Binek

Sefere çıkmak için, bineği hazırladığı zaman, kalbiyle Allah Teâlâ'ya o hayvancağızı kendisine müsahhar kılıp teslim ettiğinden dolayı şükretmelidir. Çünkü sırtında taşıyacağı yükleri taşımak ve yolda binmek sûretiyle meşakkati azaltmak hususunda binek kendisine ilâhî bir lütuf olarak verilmiştir.

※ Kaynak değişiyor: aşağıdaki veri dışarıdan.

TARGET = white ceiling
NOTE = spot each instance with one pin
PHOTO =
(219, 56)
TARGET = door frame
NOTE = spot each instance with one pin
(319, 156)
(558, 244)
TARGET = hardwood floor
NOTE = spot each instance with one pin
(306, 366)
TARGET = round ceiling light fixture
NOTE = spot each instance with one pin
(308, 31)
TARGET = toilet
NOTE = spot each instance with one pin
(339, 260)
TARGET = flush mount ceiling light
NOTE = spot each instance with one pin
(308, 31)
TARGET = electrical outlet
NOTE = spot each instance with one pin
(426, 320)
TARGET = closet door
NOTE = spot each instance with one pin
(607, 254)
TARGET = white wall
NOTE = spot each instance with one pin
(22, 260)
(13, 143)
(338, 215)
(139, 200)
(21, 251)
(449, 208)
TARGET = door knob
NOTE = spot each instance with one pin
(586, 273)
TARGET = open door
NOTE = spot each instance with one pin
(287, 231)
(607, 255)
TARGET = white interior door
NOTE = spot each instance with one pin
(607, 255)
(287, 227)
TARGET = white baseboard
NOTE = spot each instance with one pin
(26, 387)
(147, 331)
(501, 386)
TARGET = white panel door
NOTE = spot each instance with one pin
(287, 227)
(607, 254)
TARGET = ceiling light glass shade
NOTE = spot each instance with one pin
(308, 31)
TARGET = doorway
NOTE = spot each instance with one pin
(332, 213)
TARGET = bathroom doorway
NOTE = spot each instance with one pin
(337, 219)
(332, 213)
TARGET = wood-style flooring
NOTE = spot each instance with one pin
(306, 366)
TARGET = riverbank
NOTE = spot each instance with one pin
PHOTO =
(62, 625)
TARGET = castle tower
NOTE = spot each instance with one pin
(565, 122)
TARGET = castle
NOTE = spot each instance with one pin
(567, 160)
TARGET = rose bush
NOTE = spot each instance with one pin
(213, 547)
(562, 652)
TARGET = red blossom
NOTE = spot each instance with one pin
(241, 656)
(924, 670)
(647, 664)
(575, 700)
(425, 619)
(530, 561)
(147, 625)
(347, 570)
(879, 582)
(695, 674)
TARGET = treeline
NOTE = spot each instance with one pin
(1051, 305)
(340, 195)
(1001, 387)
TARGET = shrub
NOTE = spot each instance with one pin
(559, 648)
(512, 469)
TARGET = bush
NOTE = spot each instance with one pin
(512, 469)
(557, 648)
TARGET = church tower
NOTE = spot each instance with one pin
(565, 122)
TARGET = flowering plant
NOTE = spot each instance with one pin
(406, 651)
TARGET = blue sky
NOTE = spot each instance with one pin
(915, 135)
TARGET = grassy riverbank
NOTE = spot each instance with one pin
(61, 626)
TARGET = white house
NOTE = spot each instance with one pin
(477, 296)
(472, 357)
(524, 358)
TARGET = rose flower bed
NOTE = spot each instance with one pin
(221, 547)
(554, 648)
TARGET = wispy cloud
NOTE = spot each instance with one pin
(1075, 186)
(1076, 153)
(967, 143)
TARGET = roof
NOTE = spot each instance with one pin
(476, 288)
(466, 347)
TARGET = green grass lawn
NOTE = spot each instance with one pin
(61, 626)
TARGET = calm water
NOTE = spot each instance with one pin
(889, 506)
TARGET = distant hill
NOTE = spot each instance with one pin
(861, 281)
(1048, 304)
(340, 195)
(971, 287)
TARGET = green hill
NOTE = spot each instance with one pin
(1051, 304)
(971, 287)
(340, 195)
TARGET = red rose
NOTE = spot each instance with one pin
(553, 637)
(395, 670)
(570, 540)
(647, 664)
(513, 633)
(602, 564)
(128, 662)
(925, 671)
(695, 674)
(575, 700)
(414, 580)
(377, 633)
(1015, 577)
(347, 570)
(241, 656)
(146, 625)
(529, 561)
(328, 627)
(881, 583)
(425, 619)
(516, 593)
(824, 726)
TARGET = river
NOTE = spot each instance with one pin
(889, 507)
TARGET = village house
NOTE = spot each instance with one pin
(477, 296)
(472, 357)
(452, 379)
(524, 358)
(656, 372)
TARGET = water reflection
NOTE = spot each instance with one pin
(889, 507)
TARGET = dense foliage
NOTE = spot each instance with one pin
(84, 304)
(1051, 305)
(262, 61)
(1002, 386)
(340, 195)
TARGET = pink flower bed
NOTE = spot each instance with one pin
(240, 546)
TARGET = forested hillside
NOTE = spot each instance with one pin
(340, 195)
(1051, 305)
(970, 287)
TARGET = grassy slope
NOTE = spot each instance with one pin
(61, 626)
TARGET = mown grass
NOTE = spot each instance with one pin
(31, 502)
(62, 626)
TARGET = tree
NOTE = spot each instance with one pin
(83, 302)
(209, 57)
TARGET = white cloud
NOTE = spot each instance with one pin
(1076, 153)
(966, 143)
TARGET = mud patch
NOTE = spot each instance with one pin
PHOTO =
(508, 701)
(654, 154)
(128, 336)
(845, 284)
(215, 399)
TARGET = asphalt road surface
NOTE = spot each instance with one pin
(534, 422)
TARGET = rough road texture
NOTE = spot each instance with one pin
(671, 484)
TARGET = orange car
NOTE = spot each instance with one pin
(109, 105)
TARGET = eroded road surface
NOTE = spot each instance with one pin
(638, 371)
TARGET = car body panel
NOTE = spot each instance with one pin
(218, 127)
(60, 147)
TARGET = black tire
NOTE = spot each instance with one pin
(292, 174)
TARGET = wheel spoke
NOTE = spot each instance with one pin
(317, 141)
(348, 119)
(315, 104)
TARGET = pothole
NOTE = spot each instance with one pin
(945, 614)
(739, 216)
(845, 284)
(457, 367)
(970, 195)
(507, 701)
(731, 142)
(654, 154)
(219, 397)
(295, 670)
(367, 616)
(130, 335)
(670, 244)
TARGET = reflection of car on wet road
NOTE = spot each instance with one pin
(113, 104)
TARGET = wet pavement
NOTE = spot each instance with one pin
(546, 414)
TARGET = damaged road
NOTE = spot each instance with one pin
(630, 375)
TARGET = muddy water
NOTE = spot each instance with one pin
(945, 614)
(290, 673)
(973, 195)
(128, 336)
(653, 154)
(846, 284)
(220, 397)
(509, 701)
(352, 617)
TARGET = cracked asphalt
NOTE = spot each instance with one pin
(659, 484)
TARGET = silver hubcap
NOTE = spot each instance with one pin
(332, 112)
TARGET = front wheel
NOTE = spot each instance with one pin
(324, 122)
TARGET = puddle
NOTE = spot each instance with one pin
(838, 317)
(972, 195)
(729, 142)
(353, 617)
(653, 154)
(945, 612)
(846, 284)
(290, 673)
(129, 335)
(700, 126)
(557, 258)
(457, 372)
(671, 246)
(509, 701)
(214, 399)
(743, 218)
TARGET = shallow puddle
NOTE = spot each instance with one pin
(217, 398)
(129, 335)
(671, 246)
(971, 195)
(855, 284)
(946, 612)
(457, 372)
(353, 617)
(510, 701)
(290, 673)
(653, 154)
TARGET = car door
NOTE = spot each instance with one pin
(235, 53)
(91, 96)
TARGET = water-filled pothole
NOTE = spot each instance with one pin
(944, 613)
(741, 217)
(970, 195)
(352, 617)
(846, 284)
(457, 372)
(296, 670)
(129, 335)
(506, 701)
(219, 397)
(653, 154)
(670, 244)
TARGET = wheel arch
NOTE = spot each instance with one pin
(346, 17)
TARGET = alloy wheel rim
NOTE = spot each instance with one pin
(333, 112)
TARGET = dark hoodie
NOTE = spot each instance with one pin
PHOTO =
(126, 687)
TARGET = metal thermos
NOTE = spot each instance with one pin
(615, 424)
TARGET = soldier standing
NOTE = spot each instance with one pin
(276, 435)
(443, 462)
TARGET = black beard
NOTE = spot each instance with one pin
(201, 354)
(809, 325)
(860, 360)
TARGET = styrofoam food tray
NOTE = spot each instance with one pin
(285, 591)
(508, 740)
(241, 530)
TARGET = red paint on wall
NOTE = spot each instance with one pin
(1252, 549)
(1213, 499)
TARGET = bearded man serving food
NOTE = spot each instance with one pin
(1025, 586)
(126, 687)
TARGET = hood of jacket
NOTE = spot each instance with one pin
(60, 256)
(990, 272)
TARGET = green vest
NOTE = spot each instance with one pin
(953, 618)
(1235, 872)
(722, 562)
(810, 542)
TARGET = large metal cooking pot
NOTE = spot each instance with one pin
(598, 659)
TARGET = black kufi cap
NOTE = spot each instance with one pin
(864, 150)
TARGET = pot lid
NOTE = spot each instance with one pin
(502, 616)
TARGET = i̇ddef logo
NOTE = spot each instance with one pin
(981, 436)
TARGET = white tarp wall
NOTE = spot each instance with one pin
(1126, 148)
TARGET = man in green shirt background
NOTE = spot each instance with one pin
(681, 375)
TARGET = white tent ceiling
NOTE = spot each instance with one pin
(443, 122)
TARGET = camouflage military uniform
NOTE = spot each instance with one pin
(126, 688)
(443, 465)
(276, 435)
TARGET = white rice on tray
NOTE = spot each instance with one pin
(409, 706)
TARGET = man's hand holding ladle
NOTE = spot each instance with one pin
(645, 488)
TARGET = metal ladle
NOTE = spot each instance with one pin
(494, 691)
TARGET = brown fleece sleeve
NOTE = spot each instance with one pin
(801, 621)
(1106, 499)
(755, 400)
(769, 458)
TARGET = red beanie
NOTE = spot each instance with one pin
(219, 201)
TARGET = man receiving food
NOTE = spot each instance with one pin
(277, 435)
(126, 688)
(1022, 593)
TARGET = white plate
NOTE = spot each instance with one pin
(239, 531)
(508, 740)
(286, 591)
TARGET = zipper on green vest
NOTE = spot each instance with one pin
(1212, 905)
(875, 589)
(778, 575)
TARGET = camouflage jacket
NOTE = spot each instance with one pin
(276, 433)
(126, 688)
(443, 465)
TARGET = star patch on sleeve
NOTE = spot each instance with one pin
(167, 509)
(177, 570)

Aynı zamanda âhiret yolculuğunda bineceği tabutu da hatırlamalıdır. Zira hac işi bir cihetten âhiret seferine benzemektedir. Acaba hac yolculuğunda kullanacağı bu binek, âhiret yolculuğunda kullanacağı binek için, bir azık oluyor mu ve aralarında bir münasebet var mıdır? Bütün bunları düşünmek mecburiyetindedir.

Çünkü bilinmez, belki ölüm kendisine hac yolculuğundan daha yakındır. Belki tabuta binmesi, hac yolculuğu için deveye binmesinden daha yakındır. Bir de tabuta girmesi yüzde yüzdür. Deveye binmesi ise, aynı kesinlikte değildir. Hac seferinin bütün sebeplerinin kendisine yâr olacağı da muhakkak değildir. Bu bakımdan bu kadar şüphelerle kapalı bulunan bir yolculuk için, bu kadar tedbirleri alıp, azığını o yolculukta yüklenen merkebi hazırlamasına karşılık, yüzdeyüz kesin olan bir yolculuğu ihmal etmesi akıl kârı değildir.